Die Berufung hatte Erfolg. Nach Auffassung des Finanzgerichts ist für die Gewährung der Steuerfreiheit nicht etwa zu fordern, daß sich die gesamte Tätigkeit des Schiffsmaklers an einem Seehafenplatz als Betriebsort abspielen muß oder daß die Abmachungen zwischen dem Schiffsmakler und dem Reeder, die zu den Leistungen führen, an einem Seehafenplatz vorgenommen werden müssen oder daß etwa der Schiffsmakler sich zu diesem Zweck an den Seehafenplatz begeben muß. Dem stehe auch nicht der Wortlaut des Gesetzes entgegen. Das Finanzamt lege diese Vorschrift so aus, als ob sie laute: "Steuerfrei sind die folgenden Leistungen, wenn sie in einem Seehafenplatz ausgeführt werden." Dagegen besage die Vorschrift: "steuerfrei sind die folgenden Leistungen in einem Seehafenplatz" nach ihrem Sinn und Wortlaut nur, daß die "folgenden", nämlich die einzelnen, unter ihren Ziffern 1-6 aufgeführten Leistungen "steuerfreie Leistungen in einem Seehafenplatz" darstellten, während die Voraussetzungen für die Steuerfreiheit der in den einzelnen Ziffern aufgeführten Leistungen in jeder dieser Ziffern erschöpfend geregelt seien. Diese Auslegung werde auch durch die Überschrift der Befreiungsvorschrift gestützt. Sie laute: "Umschlagverkehr in Seehafenplätze". Zu diesem Verkehr gehörten auch die streitigen Leistungen. Im übrigen sei eine andere Auslegung auch wirtschaftlich nicht verständlich. Denn Hauptgrund der Befreiungsvorschrift sei die Aufrechterhaltung der Wettberwerbsfähigkeit der deutschen Seehafenplätze (vgl. auch Urteil des Reichsfinanzhofs V A 564/36 vom 11. Dezember 1936, Slg. Bd. 40 S. 255, Reichssteuerblatt -- RStBl. -- 1937 S. 81). Es sei nicht einzusehen, aus welchem Grunde ein Schiffsmakler, der die nach der Befreiungsvorschrift befreiten Leistungen von einem außerhalb eines Seehafenplatzes gelegenen Ort aus bewirke, nicht in den Genuß der Steuerbefreiung kommen solle.
Entscheidungsgründe
Die gegen die Gewährung der Steuerfreiheit gerichtete Rechtsbeschwerde (Rb.) des Vorstehers des Finanzamts führt zur Aufhebung der Vorentscheidung.

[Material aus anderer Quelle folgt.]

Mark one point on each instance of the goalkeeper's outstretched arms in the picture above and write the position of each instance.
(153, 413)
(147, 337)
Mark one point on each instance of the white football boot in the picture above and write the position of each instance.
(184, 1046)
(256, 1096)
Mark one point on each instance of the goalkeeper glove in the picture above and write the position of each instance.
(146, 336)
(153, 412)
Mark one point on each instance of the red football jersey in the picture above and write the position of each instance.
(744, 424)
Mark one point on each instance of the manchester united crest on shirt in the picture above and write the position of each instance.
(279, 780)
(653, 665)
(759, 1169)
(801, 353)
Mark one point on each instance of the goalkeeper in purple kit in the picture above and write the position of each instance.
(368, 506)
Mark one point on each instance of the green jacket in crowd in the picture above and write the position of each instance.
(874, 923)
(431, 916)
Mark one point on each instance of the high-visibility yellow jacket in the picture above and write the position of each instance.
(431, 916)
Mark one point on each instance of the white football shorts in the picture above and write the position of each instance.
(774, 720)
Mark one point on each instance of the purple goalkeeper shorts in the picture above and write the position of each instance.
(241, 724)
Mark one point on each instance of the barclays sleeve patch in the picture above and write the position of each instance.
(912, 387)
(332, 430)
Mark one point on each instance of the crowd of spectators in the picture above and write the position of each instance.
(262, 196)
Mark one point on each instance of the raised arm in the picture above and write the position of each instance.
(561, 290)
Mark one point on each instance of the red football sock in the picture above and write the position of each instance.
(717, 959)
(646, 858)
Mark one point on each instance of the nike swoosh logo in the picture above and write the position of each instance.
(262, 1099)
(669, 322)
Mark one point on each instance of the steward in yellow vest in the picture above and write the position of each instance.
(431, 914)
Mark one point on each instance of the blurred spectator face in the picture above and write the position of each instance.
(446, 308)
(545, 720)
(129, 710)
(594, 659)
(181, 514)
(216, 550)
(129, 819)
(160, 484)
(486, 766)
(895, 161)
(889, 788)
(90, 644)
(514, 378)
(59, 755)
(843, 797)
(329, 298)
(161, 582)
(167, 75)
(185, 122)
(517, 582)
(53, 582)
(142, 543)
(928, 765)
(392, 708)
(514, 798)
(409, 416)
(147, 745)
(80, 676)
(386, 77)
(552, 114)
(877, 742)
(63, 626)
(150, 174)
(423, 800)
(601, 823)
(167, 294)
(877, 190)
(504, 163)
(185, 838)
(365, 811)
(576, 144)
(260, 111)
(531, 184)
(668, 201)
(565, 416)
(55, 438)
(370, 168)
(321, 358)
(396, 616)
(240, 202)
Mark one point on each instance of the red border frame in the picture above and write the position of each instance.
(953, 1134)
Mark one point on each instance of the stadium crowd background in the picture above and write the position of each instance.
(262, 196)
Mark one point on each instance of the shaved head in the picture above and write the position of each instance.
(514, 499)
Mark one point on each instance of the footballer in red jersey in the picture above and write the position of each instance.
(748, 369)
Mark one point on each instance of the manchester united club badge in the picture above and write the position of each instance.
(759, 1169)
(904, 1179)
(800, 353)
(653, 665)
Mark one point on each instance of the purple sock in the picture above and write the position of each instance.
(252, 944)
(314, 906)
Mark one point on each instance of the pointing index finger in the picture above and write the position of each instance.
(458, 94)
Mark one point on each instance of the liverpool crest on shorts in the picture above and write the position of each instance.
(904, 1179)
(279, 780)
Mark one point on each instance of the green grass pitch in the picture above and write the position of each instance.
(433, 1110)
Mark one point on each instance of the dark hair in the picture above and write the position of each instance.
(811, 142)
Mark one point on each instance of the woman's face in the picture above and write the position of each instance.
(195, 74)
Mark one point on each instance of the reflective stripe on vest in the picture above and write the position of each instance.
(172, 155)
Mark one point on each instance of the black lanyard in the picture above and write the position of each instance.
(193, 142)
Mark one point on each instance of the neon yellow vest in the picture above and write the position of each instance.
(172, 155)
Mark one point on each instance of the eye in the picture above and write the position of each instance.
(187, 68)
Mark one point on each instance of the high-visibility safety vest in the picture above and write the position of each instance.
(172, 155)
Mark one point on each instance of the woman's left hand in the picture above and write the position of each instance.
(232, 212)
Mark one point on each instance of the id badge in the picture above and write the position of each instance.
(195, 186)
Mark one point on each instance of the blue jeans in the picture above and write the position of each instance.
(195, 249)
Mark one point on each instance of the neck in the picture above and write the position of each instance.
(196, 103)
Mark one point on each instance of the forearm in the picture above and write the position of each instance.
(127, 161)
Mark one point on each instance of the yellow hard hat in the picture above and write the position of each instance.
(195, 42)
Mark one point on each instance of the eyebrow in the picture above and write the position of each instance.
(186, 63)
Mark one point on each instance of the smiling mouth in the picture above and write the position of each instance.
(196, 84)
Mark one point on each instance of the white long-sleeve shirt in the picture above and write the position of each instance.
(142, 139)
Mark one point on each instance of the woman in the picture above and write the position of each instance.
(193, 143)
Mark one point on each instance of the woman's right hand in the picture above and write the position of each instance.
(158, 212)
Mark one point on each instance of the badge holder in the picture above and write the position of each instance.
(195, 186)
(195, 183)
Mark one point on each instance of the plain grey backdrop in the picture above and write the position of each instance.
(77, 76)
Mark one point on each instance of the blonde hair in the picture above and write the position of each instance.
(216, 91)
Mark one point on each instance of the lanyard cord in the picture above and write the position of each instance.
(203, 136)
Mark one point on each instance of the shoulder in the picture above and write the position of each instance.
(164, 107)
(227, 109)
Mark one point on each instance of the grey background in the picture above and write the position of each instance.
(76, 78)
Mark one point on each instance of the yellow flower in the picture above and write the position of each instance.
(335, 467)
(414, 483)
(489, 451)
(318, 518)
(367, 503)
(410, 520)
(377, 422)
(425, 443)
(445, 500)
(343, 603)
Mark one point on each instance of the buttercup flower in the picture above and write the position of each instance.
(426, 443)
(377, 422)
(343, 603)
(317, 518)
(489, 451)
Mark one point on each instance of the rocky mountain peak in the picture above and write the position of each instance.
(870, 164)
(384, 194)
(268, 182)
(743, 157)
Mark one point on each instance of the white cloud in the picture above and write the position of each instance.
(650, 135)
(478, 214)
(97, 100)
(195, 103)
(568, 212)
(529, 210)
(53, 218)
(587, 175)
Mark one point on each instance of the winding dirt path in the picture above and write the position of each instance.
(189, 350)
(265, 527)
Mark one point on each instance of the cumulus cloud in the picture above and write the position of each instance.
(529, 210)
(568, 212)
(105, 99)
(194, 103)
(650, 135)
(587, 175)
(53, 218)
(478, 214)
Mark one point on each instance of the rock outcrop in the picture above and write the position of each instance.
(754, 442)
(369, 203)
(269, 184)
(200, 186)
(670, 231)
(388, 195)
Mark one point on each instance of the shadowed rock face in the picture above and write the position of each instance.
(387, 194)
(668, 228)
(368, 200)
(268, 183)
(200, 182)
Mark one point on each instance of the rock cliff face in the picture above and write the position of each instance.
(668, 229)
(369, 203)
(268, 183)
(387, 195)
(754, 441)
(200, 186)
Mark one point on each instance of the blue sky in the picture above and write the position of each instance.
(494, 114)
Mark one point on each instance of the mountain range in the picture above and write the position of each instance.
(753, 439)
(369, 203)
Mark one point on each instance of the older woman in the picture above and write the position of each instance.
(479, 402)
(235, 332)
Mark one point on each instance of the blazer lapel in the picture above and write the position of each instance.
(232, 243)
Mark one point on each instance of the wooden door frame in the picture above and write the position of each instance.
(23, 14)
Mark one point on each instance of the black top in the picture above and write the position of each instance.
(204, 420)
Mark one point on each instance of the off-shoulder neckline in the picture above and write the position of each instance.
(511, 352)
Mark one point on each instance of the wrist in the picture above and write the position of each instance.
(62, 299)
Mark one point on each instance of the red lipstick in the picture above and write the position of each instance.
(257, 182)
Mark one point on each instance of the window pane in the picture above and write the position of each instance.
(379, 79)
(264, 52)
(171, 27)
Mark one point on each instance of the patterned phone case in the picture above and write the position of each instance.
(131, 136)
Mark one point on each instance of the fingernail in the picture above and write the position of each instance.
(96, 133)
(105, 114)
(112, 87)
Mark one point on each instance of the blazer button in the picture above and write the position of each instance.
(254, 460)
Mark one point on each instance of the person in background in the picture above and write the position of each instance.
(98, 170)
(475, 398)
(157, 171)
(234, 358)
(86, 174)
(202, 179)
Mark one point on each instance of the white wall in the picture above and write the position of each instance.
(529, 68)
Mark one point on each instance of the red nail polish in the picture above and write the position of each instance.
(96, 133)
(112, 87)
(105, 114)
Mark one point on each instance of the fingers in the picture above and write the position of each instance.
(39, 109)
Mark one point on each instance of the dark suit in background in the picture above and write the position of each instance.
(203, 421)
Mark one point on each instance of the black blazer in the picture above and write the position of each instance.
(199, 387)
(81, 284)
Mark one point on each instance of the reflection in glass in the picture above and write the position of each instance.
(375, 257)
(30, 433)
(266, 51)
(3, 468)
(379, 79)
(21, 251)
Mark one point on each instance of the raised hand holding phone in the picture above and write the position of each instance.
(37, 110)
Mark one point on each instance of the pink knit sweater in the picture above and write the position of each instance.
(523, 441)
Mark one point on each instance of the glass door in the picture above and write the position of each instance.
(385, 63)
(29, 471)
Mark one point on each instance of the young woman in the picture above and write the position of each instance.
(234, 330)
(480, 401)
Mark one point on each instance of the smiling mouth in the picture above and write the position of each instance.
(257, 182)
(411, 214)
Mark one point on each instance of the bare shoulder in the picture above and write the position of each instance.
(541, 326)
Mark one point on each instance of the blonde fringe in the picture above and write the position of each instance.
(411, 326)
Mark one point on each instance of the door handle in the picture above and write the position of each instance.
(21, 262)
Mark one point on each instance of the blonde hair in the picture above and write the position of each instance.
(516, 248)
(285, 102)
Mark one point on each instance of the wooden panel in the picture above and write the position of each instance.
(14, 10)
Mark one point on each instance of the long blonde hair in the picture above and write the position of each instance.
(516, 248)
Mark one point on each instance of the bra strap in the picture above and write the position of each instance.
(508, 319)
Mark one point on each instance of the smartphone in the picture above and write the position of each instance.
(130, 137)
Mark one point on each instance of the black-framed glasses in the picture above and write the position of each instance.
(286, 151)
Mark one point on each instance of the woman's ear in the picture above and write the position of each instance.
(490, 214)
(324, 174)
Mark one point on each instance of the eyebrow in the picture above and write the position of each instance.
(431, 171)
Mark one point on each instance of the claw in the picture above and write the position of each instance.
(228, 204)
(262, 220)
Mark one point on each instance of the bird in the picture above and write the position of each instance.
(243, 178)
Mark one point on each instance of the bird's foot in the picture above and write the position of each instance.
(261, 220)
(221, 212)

Es ist dem Finanzgericht zwar zuzugeben, daß die von ihm vertretene Auslegung des § 27 (§ 28) UStDB zu einem durchaus möglichen Ergebnis führt. Allein der Senat vermag nicht anzuerkennen, daß diese Auslegung mit dem Wortlaut der genannten Vorschrift im Einklang steht. Im § 27 (§ 28) a. a. O. sind außer in der Ziff. 4 auch noch in den Ziff. 3 und 6 des Abs. 1 Vermittlungsleistungen aufgeführt, deren Ausführung auch außerhalb von Seehafenplätzen ohne weiteres möglich ist. Es ist daher angesichts der klaren Fassung des Abs. 1 Satz 1 der genannten Vorschrift: "Steuerfrei sind die folgenden Leistungen in einem Seehafenplatz" nicht denkbar, daß es bei den genannten drei Ziffern nicht auf die ausdrücklich als steuerfrei bezeichneten Leistungen der Spediteure und Schiffsmakler, sondern auf die von diesen vermittelten Geschäftsbesorgungen im Umschlagverkehr ankommen soll (für den Spediteur ebenso Hartmann-Metzenmacher, Umsatzsteuergesetz -- UStG --, 4. Aufl. Anm. C 3 zu § 4 Ziff. 2 und 3 S. 331; für die Spediteure und Schiffsmakler, Beck in Deutsche Steuer-Zeitung 1937 S. 462 und S. 466). Diese wortgetreue Auslegung, der gegenüber auch der Überschrift zu § 27 (§ 28) UStDB keine ausschlaggebende Bedeutung zukommt, führt auch nicht etwa zu einem sinnwidrigen Ergebnis, das vom Gesetzgeber unmöglich gewollt sein kann. Vielmehr ist es durchaus denkbar, daß der Verordnungsgeber die Befreiungsvorschrift nur auf die Tätigkeiten beschränken wollte, die sich in den begünstigten Seehafenplätzen auch tatsächlich abspielen, um deren Wettbewerbsfähigkeit zu stärken. Die Leistungen des Stpfl. sind aber unstreitig außerhalb eines Seehafenplatzes bewirkt worden. Angesichts des klaren Wortlautes der Vorschrift ist die Auffassung der Vorentscheidung schon aus Gründen der Auslegungsfähigkeit nicht zu billigen (vgl. Urteile des Bundesfinanzhofs II z 43/50 S vom 16. November 1950, Slg. Bd. 55 S. 4, Bundessteuerblatt -- BStBl. -- 1951 III S. 3, und V 41/53 S vom 17. September 1953, Slg. Bd. 58 S. 41, BStBl. 1953 III S. 307).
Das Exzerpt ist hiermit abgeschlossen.